76. Minimum Window Substring

Hard

Hash Table String Sliding Window

Given two strings s and t of lengths m and n respectively, return the minimum window substring of s such that every character in t (including duplicates) is included in the window. If there is no such substring, return the empty string "".

The testcases will be generated such that the answer is unique.

Example 1:

Input: s = "ADOBECODEBANC", t = "ABC"
Output: "BANC"
Explanation: The minimum window substring "BANC" includes 'A', 'B', and 'C' from string t.

Example 2:

Input: s = "a", t = "a"
Output: "a"
Explanation: The entire string s is the minimum window.

Example 3:

Input: s = "a", t = "aa"
Output: ""
Explanation: Both 'a's from t must be included in the window.
Since the largest window of s only has one 'a', return empty string.

Constraints:

m == s.length
n == t.length
1 <= m, n <= 10^5
s and t consist of uppercase and lowercase English letters.
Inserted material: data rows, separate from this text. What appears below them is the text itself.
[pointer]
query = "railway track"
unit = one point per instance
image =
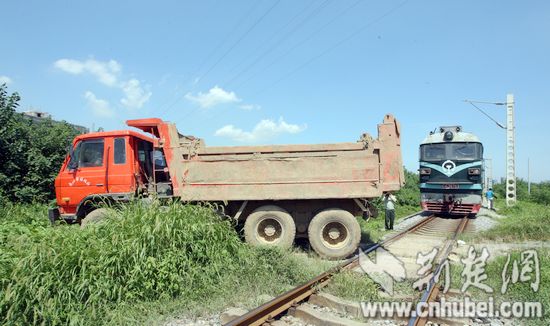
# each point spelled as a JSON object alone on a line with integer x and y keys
{"x": 428, "y": 230}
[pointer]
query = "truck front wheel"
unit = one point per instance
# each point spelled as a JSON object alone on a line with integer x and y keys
{"x": 95, "y": 216}
{"x": 334, "y": 233}
{"x": 270, "y": 225}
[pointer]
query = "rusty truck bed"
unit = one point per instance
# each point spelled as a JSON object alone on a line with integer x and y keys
{"x": 362, "y": 169}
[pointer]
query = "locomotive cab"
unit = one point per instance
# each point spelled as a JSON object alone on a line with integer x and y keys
{"x": 450, "y": 172}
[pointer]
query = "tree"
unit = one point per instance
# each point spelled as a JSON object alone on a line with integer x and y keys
{"x": 31, "y": 152}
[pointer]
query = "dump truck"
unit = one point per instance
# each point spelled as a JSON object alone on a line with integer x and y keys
{"x": 277, "y": 193}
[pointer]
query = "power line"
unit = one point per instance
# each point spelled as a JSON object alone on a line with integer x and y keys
{"x": 259, "y": 20}
{"x": 484, "y": 113}
{"x": 323, "y": 53}
{"x": 301, "y": 42}
{"x": 283, "y": 38}
{"x": 230, "y": 48}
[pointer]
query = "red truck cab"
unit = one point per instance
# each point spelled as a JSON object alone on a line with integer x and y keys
{"x": 114, "y": 165}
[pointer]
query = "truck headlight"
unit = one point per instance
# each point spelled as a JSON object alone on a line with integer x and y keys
{"x": 474, "y": 171}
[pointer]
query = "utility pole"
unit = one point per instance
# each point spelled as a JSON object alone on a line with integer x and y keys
{"x": 510, "y": 145}
{"x": 488, "y": 173}
{"x": 529, "y": 176}
{"x": 510, "y": 152}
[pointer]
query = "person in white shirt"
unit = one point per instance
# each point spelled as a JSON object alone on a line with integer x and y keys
{"x": 389, "y": 205}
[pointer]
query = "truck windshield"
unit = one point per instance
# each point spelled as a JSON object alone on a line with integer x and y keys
{"x": 451, "y": 151}
{"x": 88, "y": 153}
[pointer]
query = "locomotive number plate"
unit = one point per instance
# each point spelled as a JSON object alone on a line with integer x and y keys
{"x": 450, "y": 186}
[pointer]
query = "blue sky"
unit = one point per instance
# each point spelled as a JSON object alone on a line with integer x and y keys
{"x": 308, "y": 71}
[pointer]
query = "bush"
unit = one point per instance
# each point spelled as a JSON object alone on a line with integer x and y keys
{"x": 540, "y": 192}
{"x": 65, "y": 275}
{"x": 31, "y": 152}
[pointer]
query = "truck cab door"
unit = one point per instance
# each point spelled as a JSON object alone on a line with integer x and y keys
{"x": 84, "y": 174}
{"x": 120, "y": 166}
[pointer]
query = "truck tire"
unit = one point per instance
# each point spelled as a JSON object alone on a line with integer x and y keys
{"x": 270, "y": 225}
{"x": 95, "y": 216}
{"x": 334, "y": 233}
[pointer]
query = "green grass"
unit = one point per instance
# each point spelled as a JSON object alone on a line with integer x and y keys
{"x": 144, "y": 264}
{"x": 353, "y": 286}
{"x": 524, "y": 221}
{"x": 518, "y": 292}
{"x": 373, "y": 229}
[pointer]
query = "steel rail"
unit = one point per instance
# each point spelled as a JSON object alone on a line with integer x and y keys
{"x": 432, "y": 290}
{"x": 282, "y": 303}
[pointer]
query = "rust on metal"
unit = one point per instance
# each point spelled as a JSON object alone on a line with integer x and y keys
{"x": 364, "y": 169}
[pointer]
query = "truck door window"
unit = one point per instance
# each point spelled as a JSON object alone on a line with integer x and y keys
{"x": 144, "y": 152}
{"x": 120, "y": 151}
{"x": 90, "y": 153}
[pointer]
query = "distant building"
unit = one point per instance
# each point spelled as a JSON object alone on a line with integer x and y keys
{"x": 38, "y": 116}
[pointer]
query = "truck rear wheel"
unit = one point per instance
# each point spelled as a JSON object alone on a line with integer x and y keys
{"x": 93, "y": 217}
{"x": 270, "y": 225}
{"x": 334, "y": 233}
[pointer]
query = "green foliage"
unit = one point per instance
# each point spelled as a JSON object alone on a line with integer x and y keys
{"x": 524, "y": 221}
{"x": 65, "y": 275}
{"x": 409, "y": 195}
{"x": 540, "y": 192}
{"x": 353, "y": 286}
{"x": 31, "y": 152}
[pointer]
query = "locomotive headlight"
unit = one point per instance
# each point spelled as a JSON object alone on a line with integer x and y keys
{"x": 474, "y": 171}
{"x": 425, "y": 171}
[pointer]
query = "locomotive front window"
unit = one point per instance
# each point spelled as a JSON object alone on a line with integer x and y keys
{"x": 451, "y": 151}
{"x": 432, "y": 152}
{"x": 465, "y": 151}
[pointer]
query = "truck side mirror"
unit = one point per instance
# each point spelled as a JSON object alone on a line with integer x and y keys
{"x": 73, "y": 161}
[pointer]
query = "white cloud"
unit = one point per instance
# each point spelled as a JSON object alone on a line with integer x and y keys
{"x": 215, "y": 96}
{"x": 5, "y": 80}
{"x": 99, "y": 107}
{"x": 135, "y": 96}
{"x": 105, "y": 72}
{"x": 108, "y": 73}
{"x": 250, "y": 107}
{"x": 264, "y": 130}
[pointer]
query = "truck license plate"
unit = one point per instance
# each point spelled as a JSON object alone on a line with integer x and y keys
{"x": 450, "y": 186}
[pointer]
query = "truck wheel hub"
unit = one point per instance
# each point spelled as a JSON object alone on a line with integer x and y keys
{"x": 269, "y": 230}
{"x": 335, "y": 235}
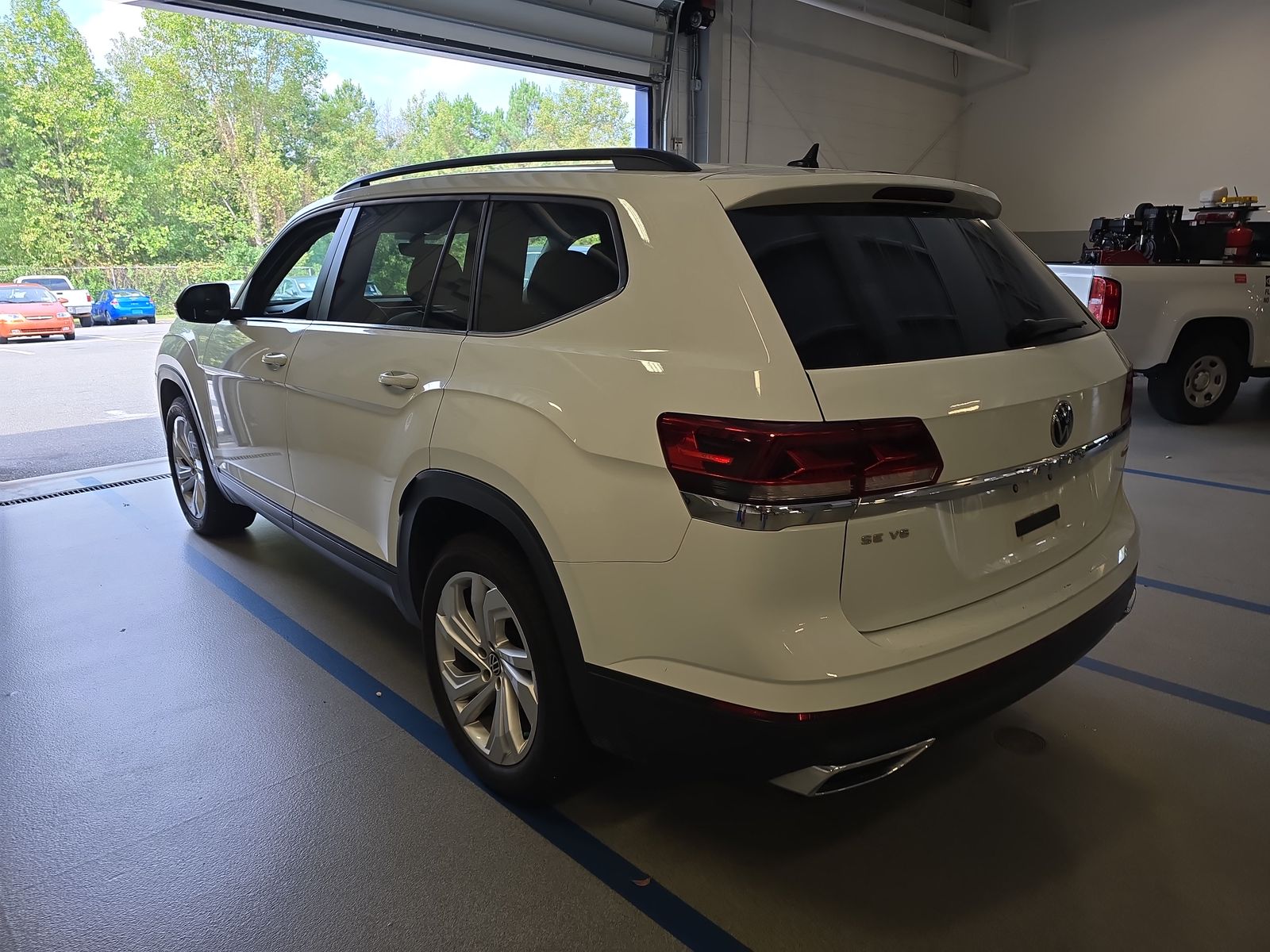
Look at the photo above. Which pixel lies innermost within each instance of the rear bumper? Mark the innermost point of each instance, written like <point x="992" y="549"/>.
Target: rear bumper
<point x="651" y="721"/>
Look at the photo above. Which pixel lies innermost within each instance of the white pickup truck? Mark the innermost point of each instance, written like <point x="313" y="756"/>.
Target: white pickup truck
<point x="79" y="302"/>
<point x="1195" y="330"/>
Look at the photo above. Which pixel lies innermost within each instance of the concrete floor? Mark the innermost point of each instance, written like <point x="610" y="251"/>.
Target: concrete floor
<point x="194" y="755"/>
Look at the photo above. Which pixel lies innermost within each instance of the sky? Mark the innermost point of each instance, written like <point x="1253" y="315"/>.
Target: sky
<point x="389" y="76"/>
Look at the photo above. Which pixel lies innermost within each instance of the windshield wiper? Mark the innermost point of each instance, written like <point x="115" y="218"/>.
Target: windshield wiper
<point x="1028" y="330"/>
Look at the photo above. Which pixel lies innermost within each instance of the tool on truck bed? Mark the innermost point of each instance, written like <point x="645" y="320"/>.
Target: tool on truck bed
<point x="1225" y="228"/>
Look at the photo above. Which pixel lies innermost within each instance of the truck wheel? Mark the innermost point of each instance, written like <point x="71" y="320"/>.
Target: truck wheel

Follow up: Could you find an algorithm that runs in O(m + n) time?

func minWindow(s string, t string) string {
	tCounts := map[byte]int{}
	for i := range t {
		tCounts[t[i]]++
	}
	tTotal := len(tCounts)

	result := ""

	l := 0
	minL := math.MaxInt
	subCounts := map[byte]int{}
	subTotal := 0

	for r := 0; r < len(s); r++ {
		c := s[r]

		subCounts[c]++
		if subCounts[c] == tCounts[c] {
			subTotal++
		}

		for subTotal == tTotal {
			if r-l < minL {
				minL = r - l
				result = s[l : r+1]
			}

			subCounts[s[l]]--
			if subCounts[s[l]] < tCounts[s[l]] {
				subTotal--
			}

			l++
		}
	}

	return result
}

💡 Hints (4)

Hint 1

Use two pointers to create a window of letters in s, which would have all the characters from t.

Hint 2

Expand the right pointer until all the characters of t are covered.

Hint 3

Once all the characters are covered, move the left pointer and ensure that all the characters are still covered to minimize the subarray size.

Hint 4

Continue expanding the right and left pointers until you reach the end of s.